Sheila Solarin, was a private citizen who could have thrown her personal funds into getting treatment abroad without having to respond to anyone; she was also by birth a British citizen and through her own commitment and will had served the country during the second world war and so fully entitled to the best health coverage in the UK and anywhere in the EU. Contrast that with some of our past and present rulers that shamelessly use the country’s fund entrusted with them, to go or send their friends and family abroad for often trivial and sometimes serious treatments in countries they have no ties to. We have seen many die abroad during these trips; when they don’t die there, they come back home and still do nothing tangible to improve the health sector they are paid to manage. No other way to put it, such inactions are clear signs that they lack dignity and sense of purpose, they are simply too petty compared to the office they have the privilege to hold.

Anyone interested in education in Nigeria will be aware of the importance and uniqueness of her Mayflower school in Ikenne, Ogun State. If for any reason you don’t know about that school, please take time to find out. Read about it; speak to students from the school. The essence of Sheila Solarin’s life can be fully appreciated in that institution she cofounded and nurtured to greatness with her late husband. It is worth nothing here that her school was probably the first secular school in Nigeria and that it was founded in 1956, because she and her husband could not stand the politics and discrimination being practiced in the former school they were working in.

Students and staff from Mayflower school will tell you of how Sheila Solarin, was able to give them an impressive mix of discipline, care and generosity. They will tell you of how hardworking she was and how committed to making sure things were done properly. Anywhere you go in the world, if you come across those that were taught and mentored by the late Sheila Solarin and her husband; you can tell they have been exposed to something great. Even when they laughed at the eccentricities of their mentors, they were always quick to recognise that there was something unique about their devotion to education and commitment to moral integrity and creativity of young people. We cannot overstate the importance of such elements for the building of a viable nation.

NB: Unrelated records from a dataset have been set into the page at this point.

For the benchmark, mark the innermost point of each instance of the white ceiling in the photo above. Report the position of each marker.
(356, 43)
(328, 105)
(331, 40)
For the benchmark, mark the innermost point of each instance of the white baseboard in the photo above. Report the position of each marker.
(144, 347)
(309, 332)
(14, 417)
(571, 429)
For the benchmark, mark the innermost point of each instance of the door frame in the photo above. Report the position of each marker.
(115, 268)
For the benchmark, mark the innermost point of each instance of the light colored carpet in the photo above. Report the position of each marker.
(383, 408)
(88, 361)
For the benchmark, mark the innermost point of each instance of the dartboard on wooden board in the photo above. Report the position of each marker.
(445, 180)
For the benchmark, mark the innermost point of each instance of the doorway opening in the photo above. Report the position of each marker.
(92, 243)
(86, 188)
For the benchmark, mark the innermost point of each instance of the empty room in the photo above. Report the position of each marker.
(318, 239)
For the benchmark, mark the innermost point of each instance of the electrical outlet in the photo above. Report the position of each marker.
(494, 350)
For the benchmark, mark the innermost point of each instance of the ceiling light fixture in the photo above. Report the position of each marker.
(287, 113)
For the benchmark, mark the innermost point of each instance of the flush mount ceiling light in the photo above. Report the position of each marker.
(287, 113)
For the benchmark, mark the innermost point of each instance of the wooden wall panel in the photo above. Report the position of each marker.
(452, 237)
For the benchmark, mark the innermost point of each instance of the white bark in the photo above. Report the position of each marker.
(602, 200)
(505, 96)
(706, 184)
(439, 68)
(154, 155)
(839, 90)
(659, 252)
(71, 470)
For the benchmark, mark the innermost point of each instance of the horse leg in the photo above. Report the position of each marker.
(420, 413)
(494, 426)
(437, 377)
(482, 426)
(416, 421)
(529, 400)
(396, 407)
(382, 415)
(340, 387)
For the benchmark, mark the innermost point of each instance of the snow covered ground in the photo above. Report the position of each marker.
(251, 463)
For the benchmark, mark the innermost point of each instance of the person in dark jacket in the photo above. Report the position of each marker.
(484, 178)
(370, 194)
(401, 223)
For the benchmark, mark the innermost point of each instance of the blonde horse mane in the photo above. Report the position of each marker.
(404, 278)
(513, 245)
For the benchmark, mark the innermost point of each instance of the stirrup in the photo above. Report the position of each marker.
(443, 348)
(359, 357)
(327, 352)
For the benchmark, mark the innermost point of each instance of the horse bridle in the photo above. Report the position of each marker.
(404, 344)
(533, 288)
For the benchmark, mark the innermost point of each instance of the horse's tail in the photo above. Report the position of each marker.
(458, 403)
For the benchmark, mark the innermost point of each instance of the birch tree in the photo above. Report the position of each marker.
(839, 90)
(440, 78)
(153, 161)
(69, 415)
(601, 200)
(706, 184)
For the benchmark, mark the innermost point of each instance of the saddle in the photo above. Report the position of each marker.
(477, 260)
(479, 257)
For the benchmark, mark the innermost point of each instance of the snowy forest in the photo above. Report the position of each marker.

In a country where national awards are giving to a throng of interesting characters, not one government considered giving a national honour to Sheila Solarin for her services to the nation. Rather, our institutions denied her request for a Nigerian passport for over thirty years. One after the other, Nigerian governments and their advisers were too busy honouring those that loot and wreck the nation. Luckily for the rest us, someone else noticed what Sheila Solarin was doing and in 2007 the Queen of England awarded her an MBE for her contribution to education.

In her school, they all considered her a mother and teacher and fondly referred to her as “mama”, unsurprisingly her students even had a song for her. All these happened before the Babangida era, hence there was no first lady craze, if there was one, maybe she would have been called the first lady of Mayfair School.

We need to contrast her life with that of the first ladies we have and had in Nigeria, all of them, from spouses of national to state office holders. Earlier this year, at a social gathering, I had to caution an overzealous party supporter for addressing the wife of a local chairman councillor as first lady of the area. Let us ignore their levels of education, professional experience, passion for excellence and dedication to humanity and ask what these first ladies did and are doing with their position as privileged spouses for the country?